L’exemple ci-dessous montre comment chiffrer un fichier individuel en vitesse. Prérequis: GNU Privacy Guard (GPG), installé chez l’expéditeur et le destinataire. GPG est disponible gratuitement pour toutes les plates-formes courantes. GPG est le standard pour le chiffrement des e-mails et tout le monde devrait l’avoir installé.

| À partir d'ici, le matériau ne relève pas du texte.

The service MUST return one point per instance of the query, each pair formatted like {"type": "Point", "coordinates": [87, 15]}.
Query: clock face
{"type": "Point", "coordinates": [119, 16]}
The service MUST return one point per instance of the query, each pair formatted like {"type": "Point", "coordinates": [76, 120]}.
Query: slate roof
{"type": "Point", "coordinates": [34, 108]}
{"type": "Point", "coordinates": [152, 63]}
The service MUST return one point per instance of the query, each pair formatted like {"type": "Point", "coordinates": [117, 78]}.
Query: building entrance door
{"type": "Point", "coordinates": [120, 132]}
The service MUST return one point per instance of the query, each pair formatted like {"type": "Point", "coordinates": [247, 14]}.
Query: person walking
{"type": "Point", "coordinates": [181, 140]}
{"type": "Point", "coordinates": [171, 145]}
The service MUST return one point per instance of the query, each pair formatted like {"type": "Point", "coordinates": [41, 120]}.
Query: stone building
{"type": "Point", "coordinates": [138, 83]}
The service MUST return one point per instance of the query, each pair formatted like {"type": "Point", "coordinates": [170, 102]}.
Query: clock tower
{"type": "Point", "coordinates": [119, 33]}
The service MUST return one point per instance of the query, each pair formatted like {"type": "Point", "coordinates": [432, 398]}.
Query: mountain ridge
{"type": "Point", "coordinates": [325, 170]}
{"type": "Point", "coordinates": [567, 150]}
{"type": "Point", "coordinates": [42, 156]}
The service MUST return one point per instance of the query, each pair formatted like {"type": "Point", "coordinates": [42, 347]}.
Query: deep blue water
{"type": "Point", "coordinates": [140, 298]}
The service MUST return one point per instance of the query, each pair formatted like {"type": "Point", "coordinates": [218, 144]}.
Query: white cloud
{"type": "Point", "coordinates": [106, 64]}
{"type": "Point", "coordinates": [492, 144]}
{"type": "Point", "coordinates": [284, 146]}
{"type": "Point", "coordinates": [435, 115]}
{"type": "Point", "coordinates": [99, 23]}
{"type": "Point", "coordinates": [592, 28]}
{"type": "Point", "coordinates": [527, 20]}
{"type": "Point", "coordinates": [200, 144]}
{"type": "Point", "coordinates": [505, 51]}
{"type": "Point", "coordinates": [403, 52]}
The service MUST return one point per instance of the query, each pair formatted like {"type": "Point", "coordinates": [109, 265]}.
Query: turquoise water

  1. ouvrir un terminal (sous Windows : une console).
  2. taper gpg -c --cipher-algo AES256 chemin/vers/le/fichier/à/chiffrer (Explication: -c pour chiffrer, --cipher-algo AES256 pour un meilleur chiffrement que CAST5 (le défaut). Pour remplacer CAST5 de manière permanente, ajouter cipher-algo AES256 (ou un autre) au fichier de configuration de GPG – sous Linux Debian: ~/.gnupg/gpg.conf).
  3. un mot de passe sera demandé. Bien le choisir. Il devra être transmis par un autre canal au destinataire.
  4. confirmer le mot de passe.

Un fichier contenant le nom du fichier à chiffrer et l’extension .gpg apparaît alors au même emplacement. C’est ce fichier qui sera transmis au destinataire. Pour « en faire sortir » le fichier original en clair, ce dernier devra

  1. ouvrir un terminal / une console.
  2. taper gpg chemin/vers/le/fichier/à/déchiffrer
  3. entrer le mot de passe.

Important: ne pas détruire l’original! Ou au moins en faire une sauvegarde. J’ai fait une mauvaise expérience du cas contraire : j’ai voulu transférer une large archive d’e-mails d’un ordinateur à un autre. Une fois l’archive copiée sur une clé USB, j’ai effacé le fichier source. Au moment du déchiffrement : fichier corrompu… Seul une vieille sauvegarde sur un disque externe m’a tiré d’affaire – mais j’ai eu droit à une heure de sueurs froides. Je ne sais pas d’où venait cette corruption (peut-être de CAST5?), je conseillerais donc de n’appliquer cette méthode de chiffrement qu’à des fichiers de petites tailles.

Ce conseil vaut pour tout transport physique de données (par exemple : celles sur la clé USB de votre porte-clé).